国産EVのパイオニアとして進化と熟成を重ねる
日産自動車のリーフには、初代からNISMO仕様がある。2代目となった現行では、NISMOのほかにオーテック仕様もある。
基本的に、NISMOやオーテックも、電気制御など電気駆動部分に標準車との違いはない。だが、外観がよりスポーティであったり、上質であったりし、内装も外装に合わせて雰囲気を盛り立てている。
いまだにEVはどれも一緒で楽しくないと思われがち
EVにNISMOやオーテックという仕様を設定することは、EVがより浸透し、エンジン車の時代と同じように消費者の志向に合った選択肢が求められるようになった証といえる。

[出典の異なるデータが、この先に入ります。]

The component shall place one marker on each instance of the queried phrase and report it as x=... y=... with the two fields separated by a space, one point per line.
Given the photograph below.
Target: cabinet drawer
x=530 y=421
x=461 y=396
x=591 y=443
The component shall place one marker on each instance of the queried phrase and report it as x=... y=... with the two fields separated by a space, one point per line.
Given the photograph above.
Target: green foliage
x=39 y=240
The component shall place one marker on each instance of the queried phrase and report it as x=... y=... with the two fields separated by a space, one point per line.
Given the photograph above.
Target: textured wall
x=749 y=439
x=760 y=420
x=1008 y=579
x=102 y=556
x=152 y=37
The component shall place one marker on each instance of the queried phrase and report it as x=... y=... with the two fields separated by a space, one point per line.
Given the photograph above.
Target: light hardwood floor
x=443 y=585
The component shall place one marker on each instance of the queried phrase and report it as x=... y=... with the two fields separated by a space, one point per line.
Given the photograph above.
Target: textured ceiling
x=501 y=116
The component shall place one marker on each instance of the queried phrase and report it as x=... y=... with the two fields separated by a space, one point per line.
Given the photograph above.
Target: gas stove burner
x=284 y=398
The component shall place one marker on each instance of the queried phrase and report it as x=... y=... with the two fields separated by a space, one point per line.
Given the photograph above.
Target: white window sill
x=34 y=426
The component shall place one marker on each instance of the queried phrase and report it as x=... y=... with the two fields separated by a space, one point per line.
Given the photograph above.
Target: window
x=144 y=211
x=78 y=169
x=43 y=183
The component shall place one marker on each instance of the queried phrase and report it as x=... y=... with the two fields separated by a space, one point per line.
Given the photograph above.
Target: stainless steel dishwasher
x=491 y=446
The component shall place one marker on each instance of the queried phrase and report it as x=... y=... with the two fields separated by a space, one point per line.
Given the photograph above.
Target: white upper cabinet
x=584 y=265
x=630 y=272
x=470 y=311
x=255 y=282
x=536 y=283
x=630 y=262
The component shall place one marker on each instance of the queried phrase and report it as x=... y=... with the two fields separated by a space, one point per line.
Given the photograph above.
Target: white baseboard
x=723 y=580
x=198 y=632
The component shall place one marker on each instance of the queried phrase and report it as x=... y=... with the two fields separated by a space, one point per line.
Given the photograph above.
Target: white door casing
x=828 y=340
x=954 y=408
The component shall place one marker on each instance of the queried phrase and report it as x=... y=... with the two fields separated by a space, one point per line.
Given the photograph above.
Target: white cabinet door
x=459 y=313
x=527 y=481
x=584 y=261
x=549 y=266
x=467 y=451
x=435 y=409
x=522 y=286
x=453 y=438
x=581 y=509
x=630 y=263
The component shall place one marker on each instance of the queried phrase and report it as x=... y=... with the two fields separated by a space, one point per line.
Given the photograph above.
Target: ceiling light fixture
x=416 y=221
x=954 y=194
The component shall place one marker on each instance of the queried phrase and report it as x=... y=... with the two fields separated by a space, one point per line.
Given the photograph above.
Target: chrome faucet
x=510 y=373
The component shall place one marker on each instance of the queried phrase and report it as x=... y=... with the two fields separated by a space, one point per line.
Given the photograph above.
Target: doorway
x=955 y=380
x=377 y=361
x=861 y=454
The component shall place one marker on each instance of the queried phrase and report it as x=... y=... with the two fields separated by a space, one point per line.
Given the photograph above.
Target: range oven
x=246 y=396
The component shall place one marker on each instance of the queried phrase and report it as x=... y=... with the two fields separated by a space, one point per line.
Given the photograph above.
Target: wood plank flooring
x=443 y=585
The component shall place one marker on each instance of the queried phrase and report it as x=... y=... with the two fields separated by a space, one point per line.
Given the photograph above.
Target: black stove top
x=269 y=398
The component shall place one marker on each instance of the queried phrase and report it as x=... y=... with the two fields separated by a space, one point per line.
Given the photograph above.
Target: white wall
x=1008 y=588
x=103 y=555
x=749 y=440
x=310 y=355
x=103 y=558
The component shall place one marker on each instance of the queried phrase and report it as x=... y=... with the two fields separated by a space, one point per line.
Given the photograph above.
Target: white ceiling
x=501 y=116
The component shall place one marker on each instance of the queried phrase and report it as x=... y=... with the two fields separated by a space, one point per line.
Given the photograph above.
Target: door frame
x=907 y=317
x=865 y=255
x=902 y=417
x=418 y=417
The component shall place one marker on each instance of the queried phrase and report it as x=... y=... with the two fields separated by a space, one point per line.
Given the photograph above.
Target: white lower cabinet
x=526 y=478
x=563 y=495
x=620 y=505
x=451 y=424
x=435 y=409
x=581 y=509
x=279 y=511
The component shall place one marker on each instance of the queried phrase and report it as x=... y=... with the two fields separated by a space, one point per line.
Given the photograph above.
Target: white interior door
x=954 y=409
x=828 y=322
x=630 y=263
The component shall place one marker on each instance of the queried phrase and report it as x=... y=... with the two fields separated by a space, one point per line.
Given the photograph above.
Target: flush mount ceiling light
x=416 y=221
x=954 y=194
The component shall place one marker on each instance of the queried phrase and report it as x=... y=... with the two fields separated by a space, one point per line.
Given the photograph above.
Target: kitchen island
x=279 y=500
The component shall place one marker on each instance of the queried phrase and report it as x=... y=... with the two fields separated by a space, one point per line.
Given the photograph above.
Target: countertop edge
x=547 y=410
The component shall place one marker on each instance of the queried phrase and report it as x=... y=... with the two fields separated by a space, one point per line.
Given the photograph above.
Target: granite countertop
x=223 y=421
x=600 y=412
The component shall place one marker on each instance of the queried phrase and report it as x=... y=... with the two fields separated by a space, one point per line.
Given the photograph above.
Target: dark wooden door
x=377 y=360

実際NISMOとオーテックは乗り心地は同じで、運転操作に対する応答がより的確になり、運転の醍醐味をいっそう味わうことができる。
EVというと、一般的にどれもモーターという画一的な動力を使うので乗り味は同じになり、運転がつまらなくなるのではないかといった思い込みで話す人が多い。エンジンのように、DOHCだとかターボだとかといった、見た目の違いがないからだ。
しかし、電気はコンピュータでいかようにも制御を変えることができる。電流や電圧を変えることで、出力やトルク特性をプログラムで変更できるのだ。見た目は同じモーターでも、制御の違いで出力を2倍にすることも簡単だ。
つまり何が肝心かといえば、設計者や開発者がそのEVをどのような位置づけの、どのような乗り味のクルマにしたいかという狙いが明確でなければならない。電気はデジタル制御で、設計数値の通りモーターを動かすことができる。だから目標値が明確でなければ、逆によいEVはつくれないのである。
あわせて、出力と回生の調和をどうするかが、エンジン車にはない新しい要素だ。これを使うことで、アクセルペダルのみによるワンペダルでの加減速をすることができ、加速だけでなく減速の様子も制御で変更できる。なおかつそれをモード設定の選択肢にして、加減速に強弱を選べるようにすることもできる。
つまり、EVはエンジン車以上に多彩な走りを演出できるのであり、また同じEVでも、モード設定によって持ち味の異なる運転感覚を味わうことができるのである。当然、それに応じたシャーシ性能も必要になるだろう。